Firstly, you'll have to define this method, since the text preprocessing is custom and the standard pipeline method won't suffice:

def extract_keywords(
    text: str, 
    model_id="auhide/keybert-bg", 
    max_len: int = 300,
    id2group: Dict[int, str] = {
        # Indicates that this is not a keyword.
        0: "O",
        # Begining of keyword.
        1: "B-KWD",
        # Additional keywords (might also indicate the end of a keyword sequence).
        # You can merge these with the begining keyword `B-KWD`.
        2: "I-KWD",
    },
    # Probability threshold based on which the keywords will be accepted.
    # If their probabiliy is less than `threshold`, they won't be added to the list of keywords.
    threshold=0.50
):
    # Initialize the tokenizer and model.
    tokenizer = AutoTokenizer.from_pretrained(model_id)
    keybert = AutoModelForTokenClassification.from_pretrained(model_id)

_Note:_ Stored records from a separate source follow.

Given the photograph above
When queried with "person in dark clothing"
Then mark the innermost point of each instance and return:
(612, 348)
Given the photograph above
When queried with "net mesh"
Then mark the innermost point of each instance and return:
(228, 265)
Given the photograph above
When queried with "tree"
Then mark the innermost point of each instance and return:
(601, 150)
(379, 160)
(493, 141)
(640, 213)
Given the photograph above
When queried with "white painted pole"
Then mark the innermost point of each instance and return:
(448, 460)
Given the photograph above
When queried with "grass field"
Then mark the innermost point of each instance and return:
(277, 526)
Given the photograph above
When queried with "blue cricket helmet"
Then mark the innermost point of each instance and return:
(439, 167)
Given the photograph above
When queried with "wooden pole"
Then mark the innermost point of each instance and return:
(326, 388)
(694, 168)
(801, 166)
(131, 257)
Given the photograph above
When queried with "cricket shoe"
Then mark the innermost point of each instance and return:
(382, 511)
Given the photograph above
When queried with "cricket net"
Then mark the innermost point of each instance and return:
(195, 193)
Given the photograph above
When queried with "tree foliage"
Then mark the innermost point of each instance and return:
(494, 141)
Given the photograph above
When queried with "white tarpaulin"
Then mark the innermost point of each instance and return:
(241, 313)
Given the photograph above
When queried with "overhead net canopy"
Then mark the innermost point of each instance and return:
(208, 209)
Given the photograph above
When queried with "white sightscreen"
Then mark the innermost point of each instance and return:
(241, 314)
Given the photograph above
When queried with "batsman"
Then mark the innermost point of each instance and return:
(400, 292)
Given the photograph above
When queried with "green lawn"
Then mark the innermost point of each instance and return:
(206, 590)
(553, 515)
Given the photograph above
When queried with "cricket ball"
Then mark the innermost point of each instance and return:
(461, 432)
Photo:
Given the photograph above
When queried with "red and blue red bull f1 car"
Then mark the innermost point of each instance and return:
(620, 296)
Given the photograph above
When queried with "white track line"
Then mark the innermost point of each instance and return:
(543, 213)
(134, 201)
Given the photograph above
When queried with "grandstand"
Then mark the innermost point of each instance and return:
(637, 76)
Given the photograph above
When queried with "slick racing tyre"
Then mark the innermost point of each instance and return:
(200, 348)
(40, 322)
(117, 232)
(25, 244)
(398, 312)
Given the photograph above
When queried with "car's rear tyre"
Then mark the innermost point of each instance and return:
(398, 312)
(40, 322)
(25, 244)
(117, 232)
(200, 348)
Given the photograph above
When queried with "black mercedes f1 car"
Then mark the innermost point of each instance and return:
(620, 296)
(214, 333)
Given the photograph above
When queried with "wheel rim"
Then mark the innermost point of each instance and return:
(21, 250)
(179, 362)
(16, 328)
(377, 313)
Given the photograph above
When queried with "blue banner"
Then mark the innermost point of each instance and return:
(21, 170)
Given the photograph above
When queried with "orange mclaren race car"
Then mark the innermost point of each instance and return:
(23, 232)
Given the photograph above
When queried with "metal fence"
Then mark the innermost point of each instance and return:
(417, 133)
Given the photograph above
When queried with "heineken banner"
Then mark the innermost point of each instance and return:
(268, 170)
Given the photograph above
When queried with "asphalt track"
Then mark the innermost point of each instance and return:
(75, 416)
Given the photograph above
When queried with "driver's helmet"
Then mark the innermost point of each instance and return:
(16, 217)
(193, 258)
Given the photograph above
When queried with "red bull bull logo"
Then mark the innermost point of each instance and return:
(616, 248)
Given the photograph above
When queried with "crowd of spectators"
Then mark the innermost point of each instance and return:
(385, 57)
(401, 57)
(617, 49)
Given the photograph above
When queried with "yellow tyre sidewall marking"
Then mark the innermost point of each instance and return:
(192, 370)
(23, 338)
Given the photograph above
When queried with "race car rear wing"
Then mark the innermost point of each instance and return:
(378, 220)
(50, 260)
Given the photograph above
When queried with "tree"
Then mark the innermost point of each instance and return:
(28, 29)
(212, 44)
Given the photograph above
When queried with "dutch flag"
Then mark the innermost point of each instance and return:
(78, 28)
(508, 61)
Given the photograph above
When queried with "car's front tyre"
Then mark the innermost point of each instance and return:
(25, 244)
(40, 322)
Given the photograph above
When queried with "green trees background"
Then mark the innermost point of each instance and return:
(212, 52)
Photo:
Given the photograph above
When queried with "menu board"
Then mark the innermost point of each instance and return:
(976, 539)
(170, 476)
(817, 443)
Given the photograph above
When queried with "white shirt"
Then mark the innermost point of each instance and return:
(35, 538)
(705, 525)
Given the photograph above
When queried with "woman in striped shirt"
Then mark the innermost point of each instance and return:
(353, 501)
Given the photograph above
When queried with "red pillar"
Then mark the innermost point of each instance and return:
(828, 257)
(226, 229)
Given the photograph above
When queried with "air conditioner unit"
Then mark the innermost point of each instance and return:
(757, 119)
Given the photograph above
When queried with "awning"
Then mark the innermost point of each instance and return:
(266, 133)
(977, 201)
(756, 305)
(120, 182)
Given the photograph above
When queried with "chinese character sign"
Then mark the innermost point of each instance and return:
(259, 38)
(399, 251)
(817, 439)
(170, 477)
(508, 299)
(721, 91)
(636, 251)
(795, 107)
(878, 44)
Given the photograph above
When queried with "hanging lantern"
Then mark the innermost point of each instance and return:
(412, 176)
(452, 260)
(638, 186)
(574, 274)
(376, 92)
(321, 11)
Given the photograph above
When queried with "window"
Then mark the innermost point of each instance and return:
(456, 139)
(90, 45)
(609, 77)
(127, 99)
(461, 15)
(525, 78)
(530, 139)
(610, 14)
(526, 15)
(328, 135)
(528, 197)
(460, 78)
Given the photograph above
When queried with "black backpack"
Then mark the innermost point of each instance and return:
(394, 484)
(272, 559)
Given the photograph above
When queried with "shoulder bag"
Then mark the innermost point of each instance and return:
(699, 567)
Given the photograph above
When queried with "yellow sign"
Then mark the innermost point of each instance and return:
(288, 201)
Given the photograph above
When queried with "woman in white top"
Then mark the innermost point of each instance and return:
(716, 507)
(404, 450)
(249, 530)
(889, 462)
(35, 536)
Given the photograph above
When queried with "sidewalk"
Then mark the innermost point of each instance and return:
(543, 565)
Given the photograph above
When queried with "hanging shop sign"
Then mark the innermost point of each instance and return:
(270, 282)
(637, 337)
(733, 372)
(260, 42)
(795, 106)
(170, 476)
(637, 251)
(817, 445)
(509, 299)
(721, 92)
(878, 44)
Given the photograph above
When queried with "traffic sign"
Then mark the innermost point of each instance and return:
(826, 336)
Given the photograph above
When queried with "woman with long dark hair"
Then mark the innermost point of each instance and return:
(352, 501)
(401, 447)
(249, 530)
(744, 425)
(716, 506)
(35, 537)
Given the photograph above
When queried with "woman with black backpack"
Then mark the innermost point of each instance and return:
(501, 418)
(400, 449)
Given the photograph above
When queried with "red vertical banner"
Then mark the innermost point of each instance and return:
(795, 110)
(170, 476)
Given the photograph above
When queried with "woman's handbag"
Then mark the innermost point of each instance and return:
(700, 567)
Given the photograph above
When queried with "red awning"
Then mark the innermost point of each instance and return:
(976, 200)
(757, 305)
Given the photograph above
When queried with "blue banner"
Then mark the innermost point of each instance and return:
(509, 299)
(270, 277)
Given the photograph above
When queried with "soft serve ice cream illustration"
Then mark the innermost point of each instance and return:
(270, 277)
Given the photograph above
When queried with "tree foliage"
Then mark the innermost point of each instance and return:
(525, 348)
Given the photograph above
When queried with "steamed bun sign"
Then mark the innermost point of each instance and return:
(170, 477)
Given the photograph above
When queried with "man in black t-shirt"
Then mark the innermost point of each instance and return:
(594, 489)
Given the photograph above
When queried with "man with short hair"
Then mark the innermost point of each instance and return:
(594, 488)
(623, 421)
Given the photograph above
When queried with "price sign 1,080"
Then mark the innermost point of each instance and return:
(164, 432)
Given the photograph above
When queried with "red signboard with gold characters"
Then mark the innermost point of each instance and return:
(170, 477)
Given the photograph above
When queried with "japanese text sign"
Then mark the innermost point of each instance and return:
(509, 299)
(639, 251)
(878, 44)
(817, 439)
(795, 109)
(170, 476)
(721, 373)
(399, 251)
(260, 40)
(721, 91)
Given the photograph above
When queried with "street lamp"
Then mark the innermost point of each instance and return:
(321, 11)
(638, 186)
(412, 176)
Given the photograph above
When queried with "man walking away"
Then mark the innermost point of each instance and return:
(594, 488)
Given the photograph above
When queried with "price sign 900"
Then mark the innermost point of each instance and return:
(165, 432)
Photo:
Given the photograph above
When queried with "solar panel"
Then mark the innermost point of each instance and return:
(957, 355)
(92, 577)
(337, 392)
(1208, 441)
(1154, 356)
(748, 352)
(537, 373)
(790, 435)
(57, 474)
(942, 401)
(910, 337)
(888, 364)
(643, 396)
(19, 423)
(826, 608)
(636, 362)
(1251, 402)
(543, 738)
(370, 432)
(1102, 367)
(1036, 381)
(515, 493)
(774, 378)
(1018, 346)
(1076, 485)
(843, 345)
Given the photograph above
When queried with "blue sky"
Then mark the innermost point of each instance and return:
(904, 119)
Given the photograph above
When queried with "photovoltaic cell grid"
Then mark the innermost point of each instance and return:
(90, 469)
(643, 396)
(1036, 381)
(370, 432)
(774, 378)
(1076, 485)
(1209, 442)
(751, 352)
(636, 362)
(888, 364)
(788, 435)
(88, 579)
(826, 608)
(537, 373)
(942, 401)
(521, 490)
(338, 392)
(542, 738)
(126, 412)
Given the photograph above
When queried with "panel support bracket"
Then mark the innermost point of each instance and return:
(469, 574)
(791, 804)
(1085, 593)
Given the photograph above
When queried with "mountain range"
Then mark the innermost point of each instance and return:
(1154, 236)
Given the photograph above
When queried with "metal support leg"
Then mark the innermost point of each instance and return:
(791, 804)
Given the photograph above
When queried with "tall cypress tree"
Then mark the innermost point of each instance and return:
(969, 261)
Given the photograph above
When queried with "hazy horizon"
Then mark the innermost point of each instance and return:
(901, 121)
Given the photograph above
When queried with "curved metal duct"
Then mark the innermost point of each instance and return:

    # Preprocess the text.
    # Surround punctuation with whitespace and convert multiple whitespaces
    # into single ones.
    text = re.sub(r"([,\.?!;:\'\"\(\)\[\]„”])", r" \1 ", text)
    text = re.sub(r"\s+", r" ", text)
    words = text.split()

    # Tokenize the processed `text` (this includes padding or truncation).
    tokens_data = tokenizer(
        text.strip(), 
        padding="max_length", 
        max_length=max_len, 
        truncation=True, 
        return_tensors="pt"
    )
    input_ids = tokens_data.input_ids
    attention_mask = tokens_data.attention_mask

    # Predict the keywords.
    out = keybert(input_ids, attention_mask=attention_mask).logits
    # Softmax the last dimension so that the probabilities add up to 1.0.
    out = out.softmax(-1)
    # Based on the probabilities, generate the most probable keywords.
    out_argmax = out.argmax(-1)
    prediction = out_argmax.squeeze(0).tolist()
    probabilities = out.squeeze(0)
    
    return [
        {
            # Since the list of words does not have a [CLS] token, the index `i`
            # is one step forward, which means that if we want to access the 
            # appropriate keyword we should use the index `i - 1`.
            "entity": words[i - 1],
            "entity_group": id2group[idx],
            "score": float(probabilities[i, idx])
        } 
        for i, idx in enumerate(prediction) 
        if (idx == 1 or idx == 2) and float(probabilities[i, idx]) > threshold
    ]

Choose a text and use the model on it. For example, I've chosen to use this article. Then, you can call extract_keywords on it and extract its keywords:

# Reading the text from a file, since it is an article, and the text is large.
with open("input_text.txt", "r", encoding="utf-8") as f:
    text = f.read()

# You can change the threshold based on your needs.
keywords = extract_keywords(text, threshold=0.5)
print("Keywords:")
pprint(keywords)
Keywords:
[{'entity': 'Туитър', 'entity_group': 'B-KWD', 'score': 0.9278278946876526},
 {'entity': 'Илон', 'entity_group': 'B-KWD', 'score': 0.5862686634063721},
 {'entity': 'Мъск', 'entity_group': 'B-KWD', 'score': 0.5289096832275391},
 {'entity': 'изпълнителен',
  'entity_group': 'B-KWD',
  'score': 0.679943323135376},
 {'entity': 'директор', 'entity_group': 'I-KWD', 'score': 0.6161141991615295}]

Please note that you can use the pipeline method from transformers but the results would be worse.